Regal v. County of Santa Clara
5:22-cv-04321
N.D. Cal.May 31, 2025Background
- Plaintiffs, the children of Frederick Inea Regal (deceased), bring Section 1983 claims against Santa Clara County, alleging unconstitutional failures in jail suicide prevention after Regal died by suicide in custody.
- Plaintiffs act individually and as successors in interest to their father.
- The parties filed various motions in limine (pretrial requests to admit or exclude evidence); the court held a final pretrial conference and issued oral and written rulings.
- Plaintiffs seek noneconomic damages only, focusing on emotional harm from the loss of familial association.
- The parties’ disputes center on the admissibility of evidence about subsequent remedial measures, specific expert testimony, the decedent's prior arrests, drug use, and jail procedures both before and after Regal’s death.
Issues
| Issue | Plaintiff's Argument | Defendant's Argument | Held |
|---|---|---|---|
| Admissibility of subsequent suicide prevention measures | Such evidence admissible to show feasibility under Rule 407 | Measures are irrelevant or prejudicial; some are not "subsequent" measures | Admitted for suicide-resistant cells (subject to Rule 403 objection); deferred on 8A and Ferguson blankets |
| Exclusion of recorded family phone call (Wiretap Act) | Federal Wiretap Act prohibits use; no valid consent | Objection waived and vicarious consent applies; recording mother was a party | Granted; Wiretap Act bars admission, vicarious consent not recognized in 9th Circuit |
| Exclusion of defense life care plan expert | Only economic damages; not relevant as only noneconomic damages at issue | Plan provides data point for jury on damages or mitigation | Granted; irrelevant and risk of jury confusion outweighs minimal relevance |
| Exclusion of arrest and drug evidence (liability/damages) | Details irrelevant and prejudicial as not relied on in suicide risk assessment | Relevant to liability and to jury’s damages determination | Granted for liability but denied for damages; limiting instruction permitted |
| Admissibility of evidence about consent decree | Not to base liability, only as notice of suicide prevention standards | Non-compliance irrelevant; consent decree goes beyond Constitution | Granted in part; only admissible as notice, not as basis for liability |
| Exclusion/limitation of expert testimony (Boesky, Swanson, Kaftarian) | Boesky/Swanson helpful for jury on causation, damages; cross of Kaftarian should be broad | Boesky unqualified re: Monell causation/standard of care; Swanson lacks data; Kaftarian cross should be limited | Boesky and Swanson partially admissible; Swanson barred from opining on >25 seconds consciousness; Kaftarian cross scope deferred |
| Exclusion of alleged missed 15-minute checks | Irrelevant as the practice is not at issue, only custom/policy is at issue | Missed checks are isolated, not systemic; prejudicial | Granted; evidence excluded except for possible impeachment |
Key Cases Cited
- Gordon v.
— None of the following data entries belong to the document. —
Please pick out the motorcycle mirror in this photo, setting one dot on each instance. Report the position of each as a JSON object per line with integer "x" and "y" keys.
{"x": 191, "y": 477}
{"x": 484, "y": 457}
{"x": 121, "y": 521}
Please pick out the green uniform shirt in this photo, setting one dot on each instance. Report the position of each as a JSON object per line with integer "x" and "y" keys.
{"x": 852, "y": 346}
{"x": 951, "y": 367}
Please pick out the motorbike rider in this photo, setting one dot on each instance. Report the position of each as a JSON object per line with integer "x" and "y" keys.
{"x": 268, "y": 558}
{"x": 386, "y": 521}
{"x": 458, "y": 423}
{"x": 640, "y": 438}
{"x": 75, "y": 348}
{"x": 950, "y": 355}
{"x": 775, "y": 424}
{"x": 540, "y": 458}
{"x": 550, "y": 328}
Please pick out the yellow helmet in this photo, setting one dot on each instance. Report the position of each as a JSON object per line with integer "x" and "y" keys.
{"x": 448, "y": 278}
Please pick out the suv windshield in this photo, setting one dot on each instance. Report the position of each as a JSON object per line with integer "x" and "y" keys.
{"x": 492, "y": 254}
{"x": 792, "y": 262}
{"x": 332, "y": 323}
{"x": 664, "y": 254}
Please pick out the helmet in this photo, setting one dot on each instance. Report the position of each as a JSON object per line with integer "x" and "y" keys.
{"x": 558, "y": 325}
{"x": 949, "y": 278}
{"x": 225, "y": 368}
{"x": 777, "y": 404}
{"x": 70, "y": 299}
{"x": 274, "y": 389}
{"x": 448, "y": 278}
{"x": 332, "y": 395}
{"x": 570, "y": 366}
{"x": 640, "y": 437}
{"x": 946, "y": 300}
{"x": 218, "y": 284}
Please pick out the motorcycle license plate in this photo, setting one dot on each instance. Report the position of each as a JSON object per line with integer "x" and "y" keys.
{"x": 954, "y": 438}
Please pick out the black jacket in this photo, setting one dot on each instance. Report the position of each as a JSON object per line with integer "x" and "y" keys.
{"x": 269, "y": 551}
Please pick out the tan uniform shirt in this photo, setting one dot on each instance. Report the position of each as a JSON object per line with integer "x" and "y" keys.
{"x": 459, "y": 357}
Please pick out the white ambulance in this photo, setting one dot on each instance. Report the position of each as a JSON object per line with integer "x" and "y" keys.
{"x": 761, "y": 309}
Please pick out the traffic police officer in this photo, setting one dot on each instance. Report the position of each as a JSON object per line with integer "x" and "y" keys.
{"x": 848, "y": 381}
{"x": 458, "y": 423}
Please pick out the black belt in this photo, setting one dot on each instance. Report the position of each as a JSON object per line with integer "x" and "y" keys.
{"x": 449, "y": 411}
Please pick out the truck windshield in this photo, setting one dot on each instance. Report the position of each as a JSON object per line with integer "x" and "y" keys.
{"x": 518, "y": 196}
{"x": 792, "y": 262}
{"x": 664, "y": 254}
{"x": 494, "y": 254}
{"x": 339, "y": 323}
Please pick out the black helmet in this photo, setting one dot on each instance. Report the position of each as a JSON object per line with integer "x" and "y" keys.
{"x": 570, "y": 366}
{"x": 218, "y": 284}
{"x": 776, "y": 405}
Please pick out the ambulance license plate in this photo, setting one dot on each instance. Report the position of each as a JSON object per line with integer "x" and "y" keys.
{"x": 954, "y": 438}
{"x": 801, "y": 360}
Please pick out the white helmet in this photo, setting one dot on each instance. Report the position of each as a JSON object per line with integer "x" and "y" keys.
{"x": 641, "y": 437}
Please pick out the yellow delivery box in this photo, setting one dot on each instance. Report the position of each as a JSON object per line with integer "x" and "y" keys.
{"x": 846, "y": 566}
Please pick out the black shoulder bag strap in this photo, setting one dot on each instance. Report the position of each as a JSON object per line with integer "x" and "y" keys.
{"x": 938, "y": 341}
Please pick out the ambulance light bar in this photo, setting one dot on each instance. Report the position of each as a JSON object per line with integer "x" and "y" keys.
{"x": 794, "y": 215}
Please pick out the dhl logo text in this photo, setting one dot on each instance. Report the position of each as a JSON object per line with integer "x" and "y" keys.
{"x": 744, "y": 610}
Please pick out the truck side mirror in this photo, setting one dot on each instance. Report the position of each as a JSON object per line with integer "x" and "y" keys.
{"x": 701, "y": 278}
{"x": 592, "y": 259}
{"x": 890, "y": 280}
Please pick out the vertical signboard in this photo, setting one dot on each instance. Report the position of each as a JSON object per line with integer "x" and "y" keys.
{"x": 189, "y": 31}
Cnty. of Orange, 6 F.4th 961 (9th Cir. 2021) (Describes 1983/Monell causation "moving force" element)
- Farmer v. Brennan, 511 U.S. 825 (1994) (Deliberate indifference standard under Eighth Amendment)
- Taylor v. Barkes, 575 U.S. 822 (2015) (No clearly established right to specific suicide prevention protocols)
- Krouse v. Graham, 19 Cal. 3d 59 (Cal. 1977) (Factors for loss of companionship damages)
- Allen v. Toledo, 109 Cal. App. 3d 415 (Cal. Ct. App. 1980) (Life expectancy relevant to damages)
- Trevino v. Gates, 99 F.3d 911 (9th Cir. 1996) (Custom/policy must be persistent and widespread, not isolated)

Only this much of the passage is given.